I love this. As AI slop gets increased, I hope that content like this starts to get filtered up to the world.

I also learned about a web-ring from his website. I think this is an artifact from the early Internet. I hope this gets more popular for website discovery reasons

https://webring.stavros.io/

zkmon 17 minutes ago | parent | prev | next [-]

Garden should be a place where people can touch grass, leaves, flowers, fruits, plants, soil, rocks and maybe trees, without going out to a park. Ensure that children do not miss out on that. I'm not a big fan of anything that makes children to avoid their exposure to walking (prams etc), touch with ground or outside environment.

detritus 2 hours ago | parent | prev | next [-]

If it's for kids, I'd round off those corners or add some kind of semi-flexible skirt around the bottom, because that outward 90° jut on the foot shelf by the front wheel looks potentially... painful.

pluralmonad 2 hours ago | parent [-]

I've used a length of old vinyl hose, split open lengthwise, to cover sharp corners/edges on some of my projects.

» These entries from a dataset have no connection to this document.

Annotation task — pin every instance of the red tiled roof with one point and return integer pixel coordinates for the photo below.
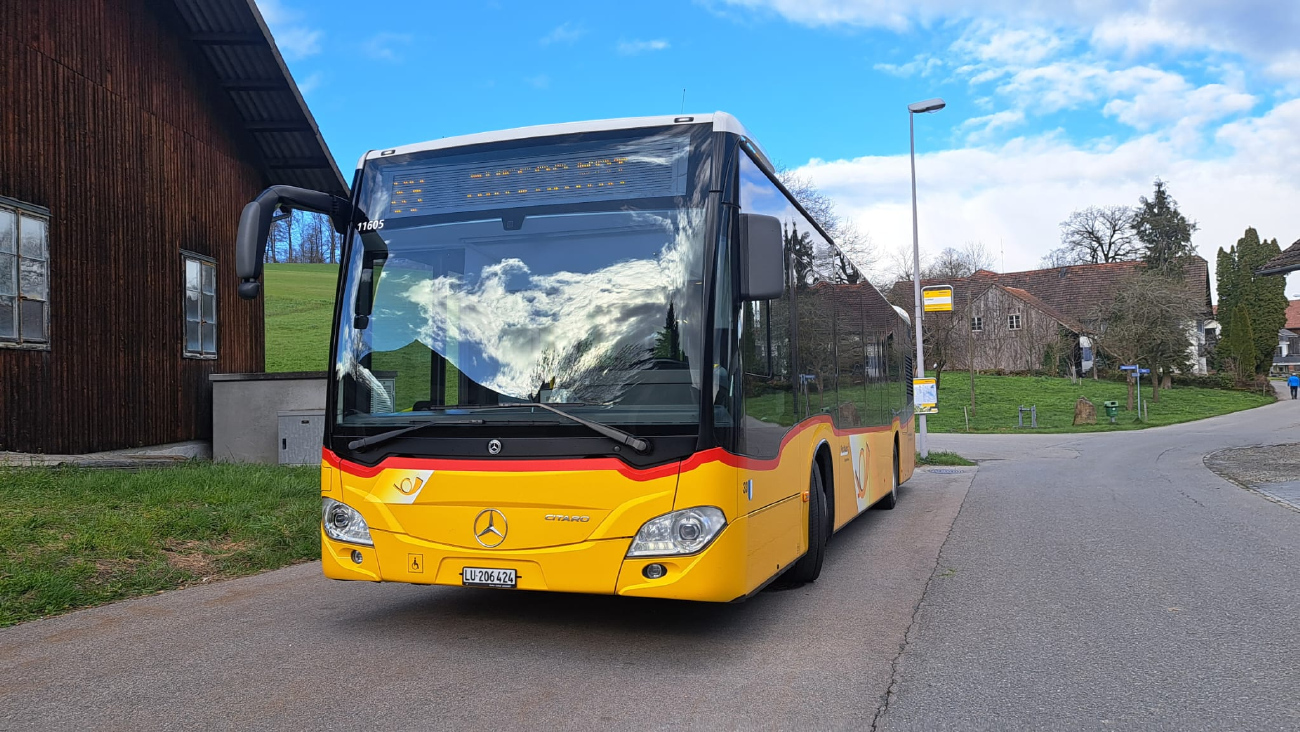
(1292, 315)
(1286, 261)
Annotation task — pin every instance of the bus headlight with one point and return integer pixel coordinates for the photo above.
(681, 532)
(342, 523)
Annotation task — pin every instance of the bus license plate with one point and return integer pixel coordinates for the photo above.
(480, 577)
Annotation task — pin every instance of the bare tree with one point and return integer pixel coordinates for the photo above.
(1147, 323)
(1097, 234)
(956, 263)
(844, 232)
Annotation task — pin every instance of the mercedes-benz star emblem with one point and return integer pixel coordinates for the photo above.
(490, 528)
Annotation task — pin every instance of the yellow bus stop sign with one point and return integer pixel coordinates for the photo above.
(937, 298)
(926, 395)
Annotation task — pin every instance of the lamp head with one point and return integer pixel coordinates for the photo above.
(928, 105)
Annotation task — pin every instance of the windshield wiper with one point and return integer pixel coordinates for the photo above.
(611, 432)
(363, 442)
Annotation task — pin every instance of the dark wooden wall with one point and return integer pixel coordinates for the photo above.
(111, 120)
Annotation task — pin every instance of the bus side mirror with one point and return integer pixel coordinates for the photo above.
(255, 226)
(762, 258)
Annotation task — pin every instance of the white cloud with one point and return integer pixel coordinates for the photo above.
(564, 33)
(996, 44)
(1134, 33)
(921, 65)
(980, 128)
(1014, 195)
(293, 38)
(1260, 29)
(635, 47)
(386, 46)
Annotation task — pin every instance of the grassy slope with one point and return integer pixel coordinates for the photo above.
(81, 537)
(299, 308)
(997, 397)
(300, 303)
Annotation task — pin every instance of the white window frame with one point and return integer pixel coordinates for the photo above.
(202, 310)
(24, 215)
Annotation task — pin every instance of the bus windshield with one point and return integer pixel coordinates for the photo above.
(563, 271)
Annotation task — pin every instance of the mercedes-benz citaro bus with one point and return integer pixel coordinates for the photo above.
(609, 356)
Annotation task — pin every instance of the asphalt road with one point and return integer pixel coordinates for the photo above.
(291, 650)
(1104, 581)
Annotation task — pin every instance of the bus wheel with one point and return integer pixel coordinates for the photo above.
(809, 566)
(891, 498)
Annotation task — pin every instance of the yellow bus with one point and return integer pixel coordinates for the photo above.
(610, 356)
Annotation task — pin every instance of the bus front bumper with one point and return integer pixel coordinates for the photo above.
(716, 574)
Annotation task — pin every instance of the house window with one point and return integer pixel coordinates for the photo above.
(24, 274)
(200, 307)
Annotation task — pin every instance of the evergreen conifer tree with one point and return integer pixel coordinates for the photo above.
(1164, 232)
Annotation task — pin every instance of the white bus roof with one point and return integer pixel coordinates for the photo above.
(722, 122)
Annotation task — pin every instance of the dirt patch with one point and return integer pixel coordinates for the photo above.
(199, 558)
(1256, 466)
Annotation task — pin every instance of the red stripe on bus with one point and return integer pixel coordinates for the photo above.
(576, 464)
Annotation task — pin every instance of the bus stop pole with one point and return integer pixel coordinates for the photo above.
(915, 280)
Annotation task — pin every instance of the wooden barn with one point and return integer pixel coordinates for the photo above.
(131, 135)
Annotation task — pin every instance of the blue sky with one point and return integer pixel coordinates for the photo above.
(1053, 104)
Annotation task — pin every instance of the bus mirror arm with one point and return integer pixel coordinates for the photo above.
(762, 260)
(255, 226)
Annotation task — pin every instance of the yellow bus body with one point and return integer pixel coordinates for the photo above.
(570, 522)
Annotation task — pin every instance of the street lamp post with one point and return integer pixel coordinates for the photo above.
(913, 109)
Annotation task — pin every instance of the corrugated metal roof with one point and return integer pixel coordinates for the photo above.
(234, 39)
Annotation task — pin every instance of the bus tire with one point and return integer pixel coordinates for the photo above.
(891, 498)
(809, 567)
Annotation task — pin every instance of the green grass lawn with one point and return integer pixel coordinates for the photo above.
(997, 397)
(943, 459)
(78, 537)
(299, 310)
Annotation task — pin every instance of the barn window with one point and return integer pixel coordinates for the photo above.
(200, 307)
(24, 274)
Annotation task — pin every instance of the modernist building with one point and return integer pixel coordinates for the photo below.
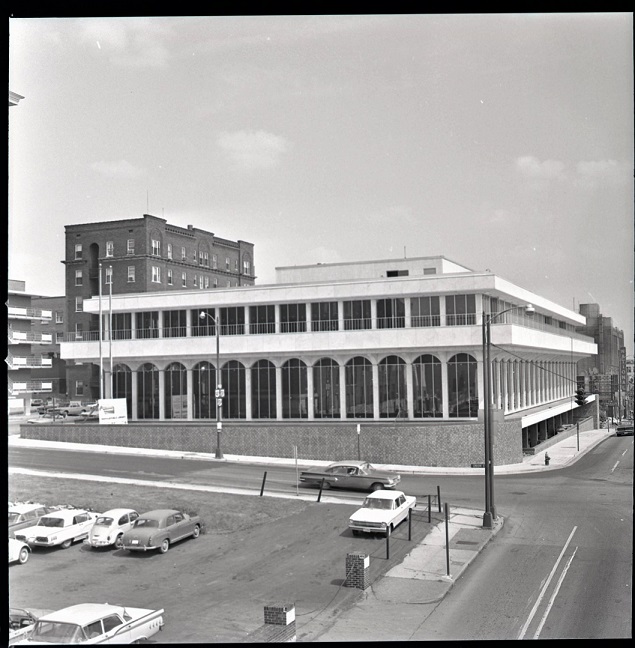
(142, 255)
(25, 349)
(396, 340)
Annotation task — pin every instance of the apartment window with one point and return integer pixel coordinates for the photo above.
(460, 310)
(424, 311)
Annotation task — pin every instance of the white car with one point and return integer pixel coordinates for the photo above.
(18, 551)
(61, 528)
(110, 527)
(381, 512)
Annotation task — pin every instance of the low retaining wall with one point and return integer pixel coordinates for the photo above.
(403, 443)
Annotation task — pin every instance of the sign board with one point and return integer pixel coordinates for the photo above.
(113, 411)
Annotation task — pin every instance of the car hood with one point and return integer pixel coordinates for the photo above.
(371, 515)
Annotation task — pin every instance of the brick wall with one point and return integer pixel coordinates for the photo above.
(403, 443)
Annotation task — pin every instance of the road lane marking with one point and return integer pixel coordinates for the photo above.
(553, 596)
(545, 586)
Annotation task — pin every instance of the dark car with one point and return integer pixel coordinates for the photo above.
(159, 529)
(356, 475)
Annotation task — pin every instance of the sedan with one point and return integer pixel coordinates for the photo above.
(358, 475)
(109, 528)
(381, 512)
(18, 551)
(159, 529)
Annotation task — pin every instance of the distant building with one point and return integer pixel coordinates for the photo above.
(378, 342)
(141, 255)
(25, 347)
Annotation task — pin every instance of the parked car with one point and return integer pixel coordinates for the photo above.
(350, 474)
(96, 623)
(60, 528)
(109, 528)
(18, 551)
(381, 512)
(22, 515)
(159, 529)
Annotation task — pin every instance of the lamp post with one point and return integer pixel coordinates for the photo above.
(219, 393)
(490, 508)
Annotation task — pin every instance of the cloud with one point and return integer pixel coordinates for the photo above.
(117, 169)
(532, 167)
(253, 149)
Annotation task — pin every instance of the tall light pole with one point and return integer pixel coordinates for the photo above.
(218, 392)
(490, 507)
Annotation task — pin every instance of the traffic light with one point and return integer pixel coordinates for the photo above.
(580, 396)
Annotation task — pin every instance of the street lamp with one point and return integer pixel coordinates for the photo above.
(219, 393)
(490, 508)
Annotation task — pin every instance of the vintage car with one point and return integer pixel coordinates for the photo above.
(61, 528)
(350, 474)
(381, 512)
(18, 551)
(109, 528)
(22, 515)
(96, 623)
(21, 622)
(159, 529)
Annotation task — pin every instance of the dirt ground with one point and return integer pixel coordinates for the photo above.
(254, 551)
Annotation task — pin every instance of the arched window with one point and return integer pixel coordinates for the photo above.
(175, 391)
(359, 388)
(204, 386)
(148, 392)
(326, 389)
(294, 392)
(393, 401)
(122, 385)
(233, 380)
(426, 387)
(263, 390)
(462, 386)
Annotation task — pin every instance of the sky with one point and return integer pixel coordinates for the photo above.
(500, 141)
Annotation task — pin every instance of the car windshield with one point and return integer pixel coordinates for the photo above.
(51, 522)
(56, 632)
(374, 503)
(103, 521)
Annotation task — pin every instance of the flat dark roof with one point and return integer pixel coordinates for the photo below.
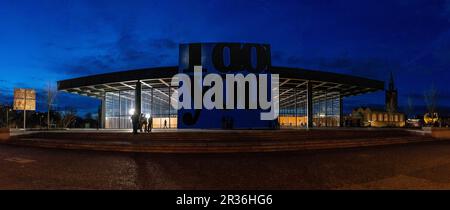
(159, 77)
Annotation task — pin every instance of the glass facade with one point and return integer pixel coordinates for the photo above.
(119, 106)
(156, 103)
(293, 109)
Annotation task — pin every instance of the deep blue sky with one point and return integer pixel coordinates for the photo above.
(46, 41)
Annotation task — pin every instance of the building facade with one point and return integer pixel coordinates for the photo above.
(307, 98)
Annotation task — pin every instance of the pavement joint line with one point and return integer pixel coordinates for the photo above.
(19, 160)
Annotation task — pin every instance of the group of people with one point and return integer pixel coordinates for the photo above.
(141, 123)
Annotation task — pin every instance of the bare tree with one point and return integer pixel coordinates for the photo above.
(431, 99)
(51, 95)
(410, 107)
(68, 116)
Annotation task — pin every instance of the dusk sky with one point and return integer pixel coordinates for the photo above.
(46, 41)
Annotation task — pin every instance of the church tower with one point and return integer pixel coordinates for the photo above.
(391, 96)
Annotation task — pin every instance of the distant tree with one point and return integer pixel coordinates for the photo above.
(51, 93)
(430, 96)
(410, 107)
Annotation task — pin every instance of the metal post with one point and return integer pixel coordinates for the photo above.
(326, 109)
(103, 111)
(295, 96)
(341, 111)
(120, 110)
(309, 103)
(169, 105)
(25, 112)
(7, 118)
(137, 98)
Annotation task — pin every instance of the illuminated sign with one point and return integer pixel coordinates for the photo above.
(24, 99)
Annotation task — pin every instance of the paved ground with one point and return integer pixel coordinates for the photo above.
(416, 166)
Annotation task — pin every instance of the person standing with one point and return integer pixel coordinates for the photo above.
(150, 125)
(141, 122)
(134, 122)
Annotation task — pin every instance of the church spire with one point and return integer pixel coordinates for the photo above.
(391, 82)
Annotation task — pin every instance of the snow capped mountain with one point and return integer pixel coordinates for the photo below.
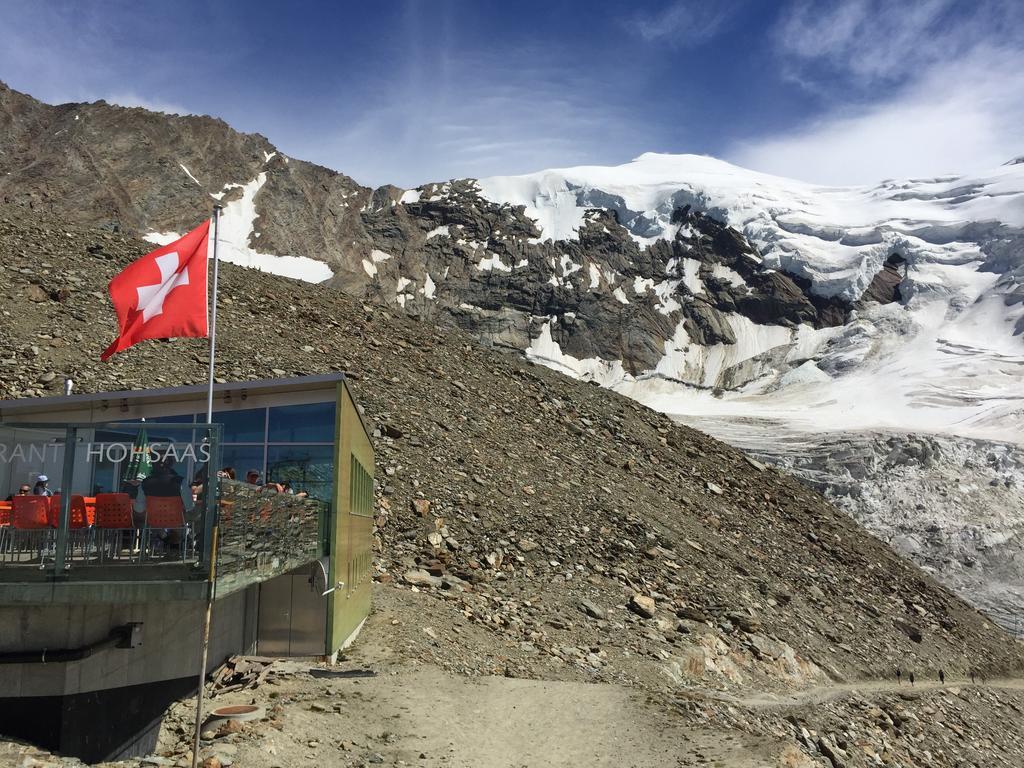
(870, 339)
(947, 356)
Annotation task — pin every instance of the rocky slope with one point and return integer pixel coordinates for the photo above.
(711, 293)
(568, 528)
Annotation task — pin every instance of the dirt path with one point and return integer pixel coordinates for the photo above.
(427, 717)
(819, 694)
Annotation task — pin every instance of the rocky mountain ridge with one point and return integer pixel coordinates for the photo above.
(558, 530)
(710, 293)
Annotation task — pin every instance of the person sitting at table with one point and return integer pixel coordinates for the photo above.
(41, 488)
(24, 491)
(165, 482)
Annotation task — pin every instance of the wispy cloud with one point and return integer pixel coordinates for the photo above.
(684, 23)
(906, 89)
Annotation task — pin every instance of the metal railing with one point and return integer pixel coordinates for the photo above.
(138, 502)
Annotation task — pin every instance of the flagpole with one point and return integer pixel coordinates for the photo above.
(213, 312)
(210, 480)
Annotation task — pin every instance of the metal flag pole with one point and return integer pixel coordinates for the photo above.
(210, 480)
(213, 312)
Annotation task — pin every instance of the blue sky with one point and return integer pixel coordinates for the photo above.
(409, 92)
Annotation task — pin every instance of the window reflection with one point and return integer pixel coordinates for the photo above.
(243, 426)
(308, 468)
(308, 423)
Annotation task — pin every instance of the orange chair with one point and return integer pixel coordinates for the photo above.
(79, 527)
(30, 512)
(165, 513)
(79, 512)
(31, 524)
(114, 515)
(4, 525)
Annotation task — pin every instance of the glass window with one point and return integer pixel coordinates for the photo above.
(242, 459)
(308, 468)
(310, 423)
(243, 426)
(182, 419)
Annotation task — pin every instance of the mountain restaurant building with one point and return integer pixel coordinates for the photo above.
(103, 585)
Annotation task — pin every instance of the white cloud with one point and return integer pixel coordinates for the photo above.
(872, 40)
(932, 94)
(684, 23)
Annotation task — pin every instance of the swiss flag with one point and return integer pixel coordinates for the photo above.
(163, 294)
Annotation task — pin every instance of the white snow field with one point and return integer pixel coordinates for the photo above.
(238, 229)
(945, 360)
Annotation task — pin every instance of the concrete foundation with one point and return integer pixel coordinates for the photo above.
(109, 705)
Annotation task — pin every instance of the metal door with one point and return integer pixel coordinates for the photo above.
(292, 616)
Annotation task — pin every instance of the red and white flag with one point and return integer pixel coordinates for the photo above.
(163, 295)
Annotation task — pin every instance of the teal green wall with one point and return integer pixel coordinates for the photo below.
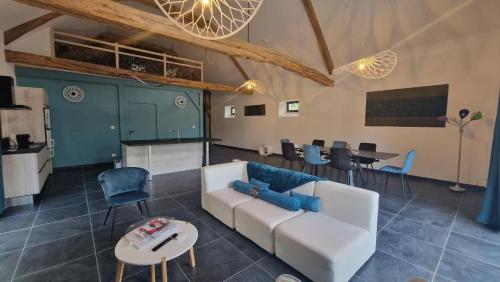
(82, 131)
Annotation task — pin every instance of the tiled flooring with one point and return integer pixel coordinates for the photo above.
(431, 235)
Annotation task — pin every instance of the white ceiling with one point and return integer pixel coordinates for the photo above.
(353, 28)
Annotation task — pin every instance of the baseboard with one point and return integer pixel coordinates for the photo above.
(63, 168)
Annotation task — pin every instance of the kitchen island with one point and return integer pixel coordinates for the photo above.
(161, 156)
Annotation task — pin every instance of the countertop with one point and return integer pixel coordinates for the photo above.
(168, 141)
(34, 148)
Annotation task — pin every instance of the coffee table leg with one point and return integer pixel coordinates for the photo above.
(153, 273)
(164, 269)
(192, 260)
(119, 271)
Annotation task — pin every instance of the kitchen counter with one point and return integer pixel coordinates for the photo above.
(160, 156)
(34, 148)
(168, 141)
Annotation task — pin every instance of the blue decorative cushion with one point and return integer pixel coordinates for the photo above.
(279, 179)
(309, 203)
(278, 199)
(247, 188)
(259, 183)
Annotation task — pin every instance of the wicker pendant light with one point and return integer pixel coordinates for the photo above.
(210, 19)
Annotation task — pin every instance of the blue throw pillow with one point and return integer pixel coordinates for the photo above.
(247, 188)
(259, 183)
(309, 203)
(278, 199)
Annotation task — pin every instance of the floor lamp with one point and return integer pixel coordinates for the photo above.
(461, 124)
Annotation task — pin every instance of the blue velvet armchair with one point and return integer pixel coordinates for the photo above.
(124, 186)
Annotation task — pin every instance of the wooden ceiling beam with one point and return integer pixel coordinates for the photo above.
(14, 33)
(323, 46)
(111, 12)
(240, 68)
(27, 59)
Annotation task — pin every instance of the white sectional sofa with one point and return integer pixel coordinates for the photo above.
(329, 245)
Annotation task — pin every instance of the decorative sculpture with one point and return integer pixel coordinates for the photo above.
(461, 125)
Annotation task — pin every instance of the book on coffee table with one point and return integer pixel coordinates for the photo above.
(152, 232)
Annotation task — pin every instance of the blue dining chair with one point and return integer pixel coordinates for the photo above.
(339, 144)
(312, 157)
(124, 186)
(403, 171)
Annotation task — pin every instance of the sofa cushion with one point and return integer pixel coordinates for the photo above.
(305, 189)
(308, 203)
(280, 179)
(247, 188)
(257, 219)
(259, 183)
(280, 200)
(322, 247)
(221, 204)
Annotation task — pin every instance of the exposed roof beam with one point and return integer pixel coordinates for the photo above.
(114, 13)
(27, 59)
(20, 30)
(239, 67)
(327, 57)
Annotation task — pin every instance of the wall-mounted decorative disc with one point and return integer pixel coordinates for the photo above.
(180, 102)
(73, 94)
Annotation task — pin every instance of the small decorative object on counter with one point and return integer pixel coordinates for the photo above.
(461, 124)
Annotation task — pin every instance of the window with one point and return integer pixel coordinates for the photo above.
(292, 106)
(289, 108)
(229, 112)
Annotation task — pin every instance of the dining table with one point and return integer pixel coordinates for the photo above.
(357, 154)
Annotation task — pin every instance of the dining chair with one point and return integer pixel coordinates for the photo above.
(319, 142)
(290, 155)
(403, 171)
(339, 144)
(341, 160)
(312, 157)
(372, 147)
(124, 186)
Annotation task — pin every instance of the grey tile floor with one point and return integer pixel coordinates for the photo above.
(431, 235)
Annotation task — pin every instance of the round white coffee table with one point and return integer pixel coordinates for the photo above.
(127, 254)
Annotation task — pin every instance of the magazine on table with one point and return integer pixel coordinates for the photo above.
(151, 232)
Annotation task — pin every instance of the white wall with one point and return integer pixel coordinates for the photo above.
(469, 65)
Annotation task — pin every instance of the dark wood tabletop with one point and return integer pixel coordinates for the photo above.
(365, 154)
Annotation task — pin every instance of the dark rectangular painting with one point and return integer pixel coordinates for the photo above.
(407, 107)
(255, 110)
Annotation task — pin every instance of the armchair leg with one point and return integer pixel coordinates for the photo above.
(374, 175)
(115, 211)
(403, 186)
(140, 208)
(147, 209)
(386, 181)
(107, 215)
(407, 183)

Really saves tarps from tearing along sharp edges.

gbuk2013 2 hours ago | parent | prev | next [-]

Completely unrelated but https://protohackers.com/ is another one of James’s projects that I love. :)

xqb64 an hour ago | parent [-]

He also built a homemade computer from scratch. James is a brilliant guy.

luckydata 29 minutes ago | parent | prev | next [-]

truly awful craftsmanship, I love it!

_HMCB_ an hour ago | parent | prev | next [-]

Video please.

theodric 2 hours ago | parent | prev [-]

It's a tidy build, and I guess it's a fun kid's toy. Wood is a baffling choice of material for a (lawn) tractor chassis by someone who clearly owns a welder. Don't start lecturing me about Morgans and ash-- that's a whole different thing, and there's a reason they're basically the only serious company still shipping a wooden vehicle chassis.

I'm a farmer, I know what working vehicles are subjected to over time, and I know that when plywood gets wet, it swells, warps differentially, splits at its layer boundaries, and starts to twist. Tractors are for driving over land that is often at least damp. This is not a recipe for durability.

afandian 2 hours ago | parent | next [-]

This is a thing for a child. The aim of such projects is to get it built before they grow out of it. I think given the duration and duty cycle of usage it will be fine.

stavros an hour ago | parent | prev [-]

The discourse on here would be much better if commenters at least glanced at the article.